The archaeologist frowned. There it was again. Part of the time "Under-Eaters" obviously referred to the Earthmen, the rest of the time it equally obviously did not. The text would limp along in styleless, concise prose and then in would break an obscure reference to the "Creations" or 'twice-Born" or "Raging Glows."
"Fairy tales for the kiddies," said Annamarie Hudgins, snapping off the scanner.
Stanton replied indirectly: "Put it in the knapsack. I want to take it back and show it to some of the others. Maybe they can tell me what it means." He swept a handful of other reading-bobbins at random into the knapsack, snapped it shut, and straightened. "Lead on, Mac-Hudgins," he said.
Of the many wonders of the red planet, the one that the exploration party had come to appreciate most was the colossal system of subways which connected each of the underground cities of Mars.

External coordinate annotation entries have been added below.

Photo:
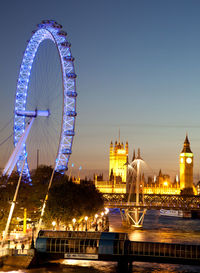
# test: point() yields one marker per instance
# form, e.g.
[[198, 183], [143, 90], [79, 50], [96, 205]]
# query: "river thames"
[[156, 229]]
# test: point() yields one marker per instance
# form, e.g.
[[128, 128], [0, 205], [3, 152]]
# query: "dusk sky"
[[138, 67]]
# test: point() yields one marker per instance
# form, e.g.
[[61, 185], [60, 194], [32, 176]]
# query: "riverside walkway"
[[110, 246]]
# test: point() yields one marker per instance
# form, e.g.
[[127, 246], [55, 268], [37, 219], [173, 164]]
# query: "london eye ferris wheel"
[[33, 103]]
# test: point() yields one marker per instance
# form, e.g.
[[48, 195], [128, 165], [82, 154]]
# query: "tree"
[[68, 200]]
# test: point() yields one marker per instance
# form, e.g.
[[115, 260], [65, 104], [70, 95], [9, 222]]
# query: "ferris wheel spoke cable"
[[6, 125], [48, 30]]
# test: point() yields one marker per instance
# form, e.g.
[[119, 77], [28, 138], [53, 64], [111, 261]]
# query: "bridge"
[[109, 246], [154, 201]]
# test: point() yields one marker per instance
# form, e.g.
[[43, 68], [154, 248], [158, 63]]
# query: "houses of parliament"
[[122, 174]]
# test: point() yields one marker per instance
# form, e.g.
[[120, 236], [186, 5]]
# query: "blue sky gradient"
[[138, 67]]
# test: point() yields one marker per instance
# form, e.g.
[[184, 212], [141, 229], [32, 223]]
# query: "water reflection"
[[156, 229]]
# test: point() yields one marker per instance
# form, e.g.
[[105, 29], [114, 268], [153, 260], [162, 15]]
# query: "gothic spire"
[[186, 145]]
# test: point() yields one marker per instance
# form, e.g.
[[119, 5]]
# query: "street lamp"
[[106, 211], [32, 241], [96, 224], [102, 215], [73, 221], [54, 224], [86, 218]]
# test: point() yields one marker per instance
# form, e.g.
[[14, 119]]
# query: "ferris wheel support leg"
[[18, 148], [13, 204], [45, 201]]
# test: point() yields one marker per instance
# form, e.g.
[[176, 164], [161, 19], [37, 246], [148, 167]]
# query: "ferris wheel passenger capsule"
[[69, 133], [71, 75], [71, 113], [66, 44], [67, 151], [69, 58], [71, 94], [62, 33]]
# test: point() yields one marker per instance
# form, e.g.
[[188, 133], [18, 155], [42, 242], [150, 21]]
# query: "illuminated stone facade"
[[186, 166], [161, 185], [118, 160]]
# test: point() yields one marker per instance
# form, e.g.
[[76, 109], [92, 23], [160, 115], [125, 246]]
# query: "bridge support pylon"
[[134, 217]]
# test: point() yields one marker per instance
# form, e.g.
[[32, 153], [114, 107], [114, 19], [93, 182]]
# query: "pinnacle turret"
[[186, 146]]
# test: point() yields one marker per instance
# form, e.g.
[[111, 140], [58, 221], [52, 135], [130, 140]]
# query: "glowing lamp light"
[[181, 160], [189, 160], [121, 151], [106, 210]]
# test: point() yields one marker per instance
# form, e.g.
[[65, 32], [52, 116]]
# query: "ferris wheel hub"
[[33, 114]]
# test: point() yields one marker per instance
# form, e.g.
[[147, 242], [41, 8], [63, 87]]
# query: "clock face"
[[189, 160]]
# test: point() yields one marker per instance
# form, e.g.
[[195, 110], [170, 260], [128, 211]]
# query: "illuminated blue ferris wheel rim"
[[51, 30]]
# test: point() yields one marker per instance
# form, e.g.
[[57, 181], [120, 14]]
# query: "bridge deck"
[[118, 249]]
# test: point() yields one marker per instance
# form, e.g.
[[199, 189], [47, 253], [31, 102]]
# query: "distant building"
[[186, 166], [118, 160]]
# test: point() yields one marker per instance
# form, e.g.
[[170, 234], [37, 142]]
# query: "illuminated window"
[[181, 160], [189, 160]]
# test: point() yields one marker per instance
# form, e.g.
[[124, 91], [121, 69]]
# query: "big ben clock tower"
[[186, 166]]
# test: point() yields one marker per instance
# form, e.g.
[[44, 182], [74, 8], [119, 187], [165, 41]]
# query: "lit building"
[[186, 166], [118, 160], [162, 185]]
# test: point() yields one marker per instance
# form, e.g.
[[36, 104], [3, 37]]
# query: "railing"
[[4, 252], [155, 201], [178, 251]]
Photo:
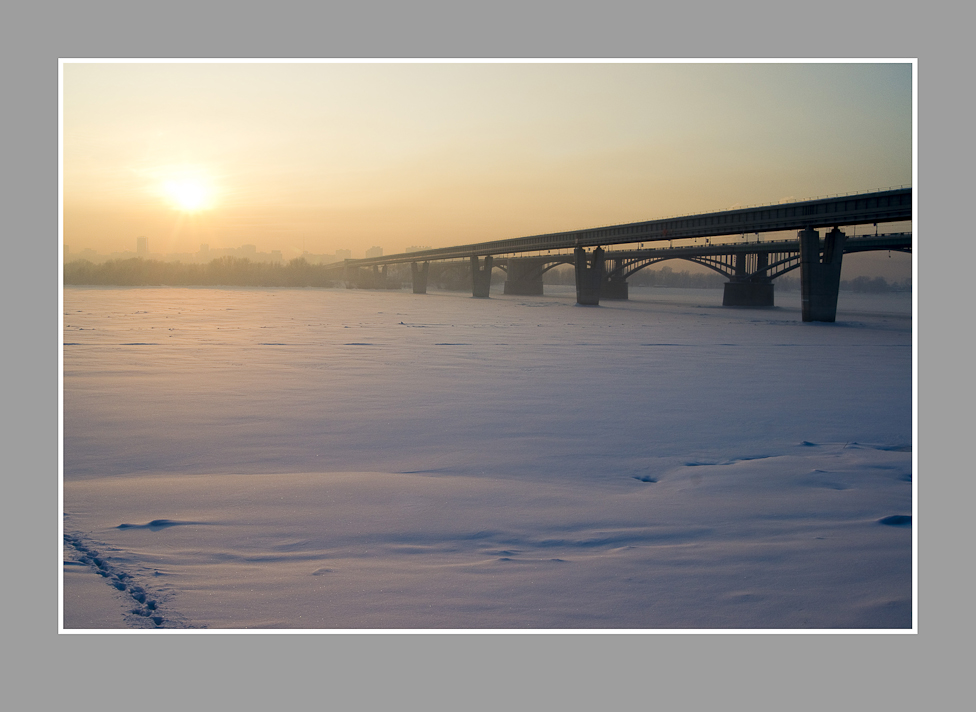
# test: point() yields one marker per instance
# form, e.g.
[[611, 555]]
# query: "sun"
[[189, 194]]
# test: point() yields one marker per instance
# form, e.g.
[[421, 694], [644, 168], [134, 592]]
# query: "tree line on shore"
[[241, 272]]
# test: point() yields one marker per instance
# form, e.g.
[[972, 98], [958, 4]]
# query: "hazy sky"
[[349, 155]]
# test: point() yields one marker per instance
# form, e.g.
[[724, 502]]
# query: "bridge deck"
[[865, 208]]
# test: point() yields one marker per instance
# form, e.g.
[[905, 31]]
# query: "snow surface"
[[351, 459]]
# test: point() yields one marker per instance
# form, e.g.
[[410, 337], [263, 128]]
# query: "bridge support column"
[[351, 277], [524, 277], [748, 294], [376, 278], [589, 276], [419, 274], [820, 277], [480, 277]]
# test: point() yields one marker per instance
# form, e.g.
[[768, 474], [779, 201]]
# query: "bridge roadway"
[[859, 209], [602, 273]]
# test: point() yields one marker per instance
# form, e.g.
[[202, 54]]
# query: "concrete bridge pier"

With absolute precision the web of tunnels and gliding cars still functioned, and would continue to do so until the central controls were found by some Earthman and the vast propulsive mechanisms turned off.
The Mars-Tube was electrostatic in principle. The perfectly round tunnels through which the subway sped were studded with hoops of charged metal. The analysis of the metal hoops and the generators for the propulsive force had been beyond Earthly science, at least as represented by the understaffed exploring party.
Through these hoops sped the single-car trains of the Mars-Tube, every four minutes through every hour of the long Martian day. The electrostatic emanations from the hoops held the cars nicely balanced against the pull of gravity; save only when they stopped for the stations, the cars never touched anything more substantial than a puff of air. The average speed of the subway, stops not included, was upwards of five hundred miles an hour. There were no windows in the cars, for there would have been nothing to see through them but the endless tunnel wall slipping smoothly and silently by.
So easy was the completely automatic operation that the men from Earth could scarcely tell when the car was in motion, except by the signal panel that dominated one end of the car with its blinking lights and numerals.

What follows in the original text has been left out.